Residents and community leaders have been calling for the measure for months, hoping it will help judges crack down on illegal vending. Under current law, the city can fingerprint vendors who are selling counterfeit merchandise, but not those who are just vending without a license, which is a violation of the city’s administrative code.
Without fingerprints, the city does not have the records to track repeat offenders. So, when an unlicensed vendor comes before a judge, the judge does not know if it is the vendor’s first court appearance or if the vendor has been caught multiple times.
“We have an ineffective system,” said John Feinblatt, the city’s criminal justice coordinator. “We can’t distinguish between the good guys and the bad apples.”
Judges regularly let illegal vendors off with community service or small fines, which vendors see as the cost of doing business, Squadron said. But under the legislation, judges would be able to administer harsher penalties for problem vendors, he said.
With no deterrent, illegal vendors “will do it again and again and again,” Feinblatt said.
“Illegal vendors undermine the entire system,” Squadron said while announcing the legislation on Thurs., April 23, on Church St. across from the World Trade Center site, where illegal vending has been rampant.

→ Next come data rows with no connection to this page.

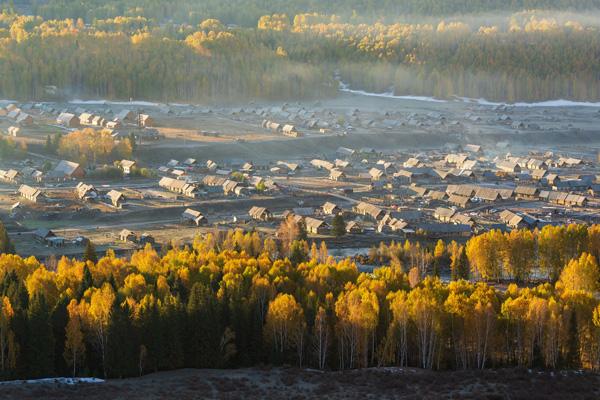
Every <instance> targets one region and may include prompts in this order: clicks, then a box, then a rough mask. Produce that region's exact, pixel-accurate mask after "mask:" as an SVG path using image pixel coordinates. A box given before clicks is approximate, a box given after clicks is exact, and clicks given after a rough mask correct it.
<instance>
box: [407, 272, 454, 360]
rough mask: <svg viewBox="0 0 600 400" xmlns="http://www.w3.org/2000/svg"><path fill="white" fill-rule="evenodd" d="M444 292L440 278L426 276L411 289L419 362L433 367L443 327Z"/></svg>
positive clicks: (444, 296)
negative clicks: (441, 330)
mask: <svg viewBox="0 0 600 400" xmlns="http://www.w3.org/2000/svg"><path fill="white" fill-rule="evenodd" d="M443 297H445V295H444V293H443V288H442V284H441V282H440V281H439V279H431V278H429V277H428V278H426V279H425V281H424V282H423V284H422V285H421V286H419V287H417V288H414V289H413V290H411V291H410V293H409V295H408V301H409V303H410V317H411V320H412V321H413V322H414V324H415V326H416V328H417V344H418V347H419V364H420V366H421V367H422V368H427V369H431V368H432V367H433V362H434V360H435V355H436V348H437V347H438V338H439V333H440V329H441V322H440V320H441V316H442V311H443V310H442V304H443Z"/></svg>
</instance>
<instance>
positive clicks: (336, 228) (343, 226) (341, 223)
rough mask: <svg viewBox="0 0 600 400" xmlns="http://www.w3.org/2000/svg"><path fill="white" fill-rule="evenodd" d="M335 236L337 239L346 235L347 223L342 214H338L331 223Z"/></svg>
mask: <svg viewBox="0 0 600 400" xmlns="http://www.w3.org/2000/svg"><path fill="white" fill-rule="evenodd" d="M331 225H332V228H333V229H332V231H333V234H334V235H335V236H336V237H342V236H344V235H345V234H346V222H345V221H344V217H342V214H336V216H335V217H333V221H332V222H331Z"/></svg>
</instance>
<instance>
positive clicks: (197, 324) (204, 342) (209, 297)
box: [186, 283, 222, 368]
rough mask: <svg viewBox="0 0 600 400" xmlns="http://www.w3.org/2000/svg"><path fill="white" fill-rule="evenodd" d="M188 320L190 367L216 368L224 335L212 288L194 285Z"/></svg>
mask: <svg viewBox="0 0 600 400" xmlns="http://www.w3.org/2000/svg"><path fill="white" fill-rule="evenodd" d="M187 320H188V324H187V331H188V332H189V338H188V345H187V346H186V355H187V356H188V365H190V366H191V367H195V368H210V367H213V368H214V367H216V366H217V365H218V361H219V357H218V356H219V352H218V350H219V343H220V339H221V335H222V329H221V327H220V322H221V317H220V313H219V305H218V303H217V300H216V298H215V296H214V294H213V293H212V291H211V290H210V288H208V287H206V286H205V285H203V284H201V283H196V284H194V286H193V287H192V290H191V292H190V299H189V301H188V307H187Z"/></svg>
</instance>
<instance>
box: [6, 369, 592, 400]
mask: <svg viewBox="0 0 600 400" xmlns="http://www.w3.org/2000/svg"><path fill="white" fill-rule="evenodd" d="M599 381H600V379H599V377H598V376H597V375H595V374H577V373H572V372H569V373H564V374H562V373H550V372H538V371H532V372H530V371H526V370H516V369H503V370H486V371H454V372H430V371H422V370H418V369H412V368H407V369H368V370H361V371H346V372H324V373H322V372H319V371H307V370H298V369H287V368H273V369H257V368H254V369H241V370H191V369H187V370H179V371H170V372H162V373H157V374H151V375H147V376H144V377H142V378H132V379H124V380H111V381H108V382H106V383H103V384H81V385H79V386H76V387H70V386H64V385H62V386H56V385H47V386H35V387H33V386H29V387H27V386H16V387H10V388H9V387H1V388H0V396H1V398H2V399H6V400H12V399H41V398H43V399H50V400H52V399H80V398H81V399H86V400H96V399H131V400H137V399H140V400H142V399H143V400H158V399H182V400H186V399H204V398H214V399H263V398H272V399H275V398H277V399H279V398H285V399H309V398H320V399H354V398H359V399H392V398H393V399H488V400H500V399H527V400H535V399H562V398H569V399H570V400H575V399H597V398H599V396H600V388H599V386H598V383H600V382H599Z"/></svg>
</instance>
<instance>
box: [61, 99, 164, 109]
mask: <svg viewBox="0 0 600 400" xmlns="http://www.w3.org/2000/svg"><path fill="white" fill-rule="evenodd" d="M69 104H88V105H115V106H140V107H159V106H160V103H153V102H150V101H109V100H80V99H75V100H70V101H69Z"/></svg>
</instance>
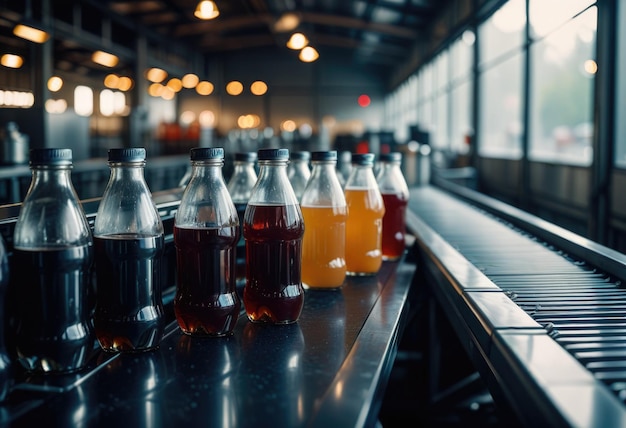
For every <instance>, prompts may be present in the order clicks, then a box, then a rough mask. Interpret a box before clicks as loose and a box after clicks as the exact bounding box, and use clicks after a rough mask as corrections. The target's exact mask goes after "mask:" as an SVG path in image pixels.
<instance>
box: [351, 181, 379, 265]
mask: <svg viewBox="0 0 626 428" xmlns="http://www.w3.org/2000/svg"><path fill="white" fill-rule="evenodd" d="M344 193H345V197H346V203H347V204H348V219H347V221H346V268H347V274H348V275H373V274H376V273H377V272H378V270H379V269H380V266H381V265H382V261H383V257H382V230H383V216H384V215H385V206H384V204H383V200H382V197H381V196H380V194H379V193H378V192H377V190H376V189H364V188H359V189H351V188H346V189H345V192H344Z"/></svg>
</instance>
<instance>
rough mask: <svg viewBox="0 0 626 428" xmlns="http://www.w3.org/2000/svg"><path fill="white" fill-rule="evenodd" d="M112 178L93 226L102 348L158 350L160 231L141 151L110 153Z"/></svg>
mask: <svg viewBox="0 0 626 428" xmlns="http://www.w3.org/2000/svg"><path fill="white" fill-rule="evenodd" d="M108 164H109V168H110V170H111V174H110V177H109V181H108V183H107V186H106V188H105V189H104V193H103V195H102V199H101V201H100V205H99V206H98V212H97V214H96V220H95V223H94V247H95V270H96V308H95V313H94V326H95V330H96V336H97V338H98V341H99V343H100V346H101V347H102V349H104V350H105V351H108V352H141V351H150V350H154V349H156V348H157V347H158V346H159V344H160V342H161V339H162V337H163V330H164V327H165V325H164V324H165V321H164V312H163V302H162V297H161V291H162V284H161V281H162V280H163V274H162V255H163V251H164V249H163V246H164V232H163V223H162V221H161V217H160V216H159V213H158V211H157V208H156V206H155V204H154V201H153V200H152V195H151V193H150V189H149V188H148V185H147V184H146V181H145V178H144V168H145V164H146V150H145V149H144V148H119V149H110V150H109V158H108Z"/></svg>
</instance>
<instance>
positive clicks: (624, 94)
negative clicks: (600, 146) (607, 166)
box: [614, 3, 626, 168]
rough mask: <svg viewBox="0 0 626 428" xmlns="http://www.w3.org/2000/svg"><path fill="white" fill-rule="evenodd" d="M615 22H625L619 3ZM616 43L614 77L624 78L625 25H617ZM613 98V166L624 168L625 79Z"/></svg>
mask: <svg viewBox="0 0 626 428" xmlns="http://www.w3.org/2000/svg"><path fill="white" fill-rule="evenodd" d="M618 10H619V12H618V13H619V16H618V17H617V22H626V4H624V3H620V6H619V7H618ZM617 33H618V34H617V43H616V50H615V52H616V54H617V59H616V64H617V65H616V68H617V70H616V75H617V76H626V25H618V27H617ZM616 86H617V88H616V89H617V94H616V97H615V117H614V120H615V124H616V130H615V165H616V166H618V167H620V168H626V120H624V118H625V117H626V79H624V78H622V79H620V78H618V79H617V82H616Z"/></svg>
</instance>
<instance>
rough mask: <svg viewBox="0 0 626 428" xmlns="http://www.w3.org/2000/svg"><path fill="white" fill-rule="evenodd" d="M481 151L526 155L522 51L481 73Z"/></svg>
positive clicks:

Illegal vendors block sidewalks, cause congestion, divert traffic from local businesses and make it more difficult for legal vendors to work, the senator said.

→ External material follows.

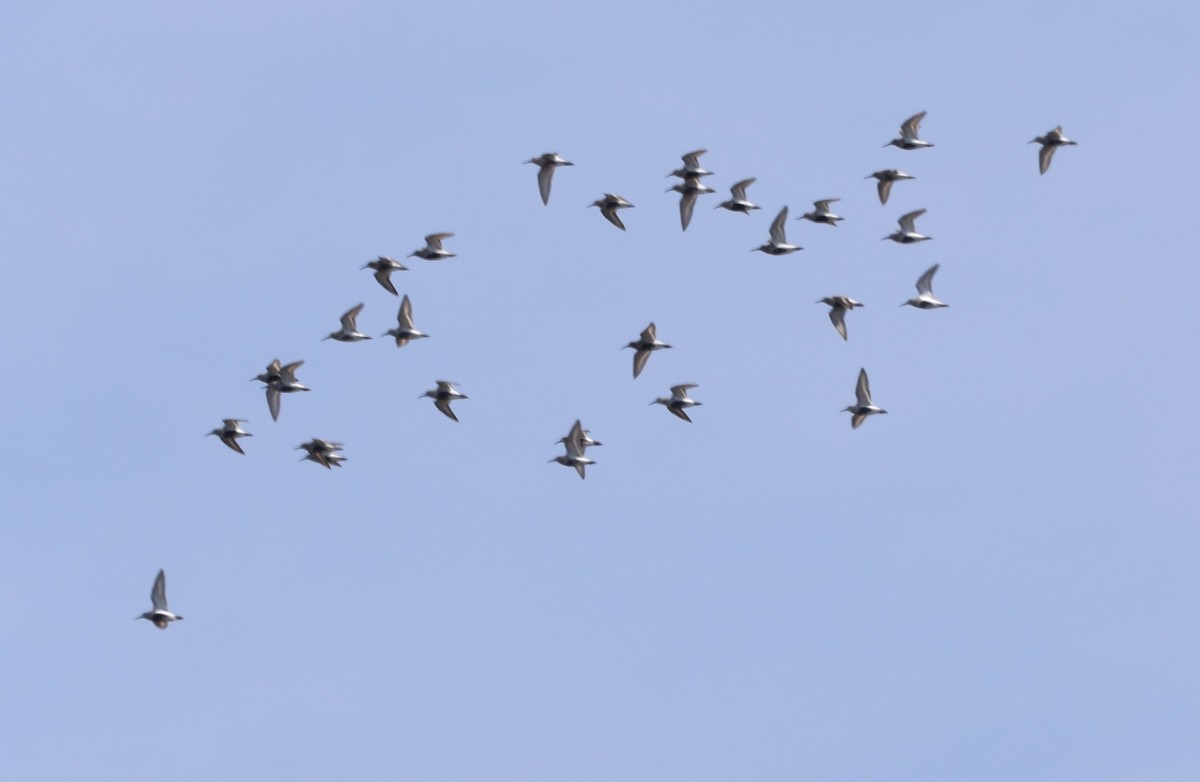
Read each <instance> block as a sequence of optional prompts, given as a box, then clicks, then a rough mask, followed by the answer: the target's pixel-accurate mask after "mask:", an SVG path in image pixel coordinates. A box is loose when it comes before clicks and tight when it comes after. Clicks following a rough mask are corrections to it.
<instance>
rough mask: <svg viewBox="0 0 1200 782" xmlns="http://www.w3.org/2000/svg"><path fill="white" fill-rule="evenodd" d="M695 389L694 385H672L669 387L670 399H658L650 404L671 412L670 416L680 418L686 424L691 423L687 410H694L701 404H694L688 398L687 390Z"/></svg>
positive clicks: (698, 402) (651, 402) (690, 400)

A dozen vendor advocates flooded Squadron’s press conference, waving signs in protest of the legislation. They asked Squadron pointed questions about the current system, in which the city strictly limits the number of food and general vending licenses. The advocates from the Street Vendor Project and other groups called the limits outdated and said the city’s rules leave people with no choice but to vend illegally to make a living. Squadron replied that there are two separate questions: what the law should be and how to enforce it. His new legislation addresses enforcement, and he said he would talk to the advocates another time about the changes they want.
Squadron’s bill does not make illegal vending a more serious crime, but rather includes vending without a license or vending in an inappropriate place among the list of more serious offenses that permit fingerprints to be taken.
Ali Issa, an organizer with the Street Vendor Project, said Squadron’s legislation sidesteps the causes of illegal vending and does nothing to solve the larger problems. Issa is also worried that the fingerprints will be used against illegal immigrants, though Squadron promised that would not happen.
Ivet Bandirma, executive director of Esperanza del Barrio, another group that protested the legislation, said the city already arrests and fines legal vendors unfairly, and she does not want to give the city any more ammunition. Bandirma echoed other advocates who said that until the city increases the number of vending permits, illegal vendors will continue to dominate the streets.
“We know it’s illegal, but that’s not their fault,” she said.
The City Council has not been receptive to increasing the number of vending licenses, though Councilmember Alan Gerson has pushed for that measure as part of a broader package of vending reforms. The Street Vendor Project and other groups rallied on City Hall’s steps on Tues., April 28, hoping to win the Council’s support.
The residents who attended Squadron’s press conference to support his legislation did not appear swayed by the vendors’ objections.
“It’s a different issue,” said Ro Sheffe, chairperson of Community Board 1’s Financial District Committee.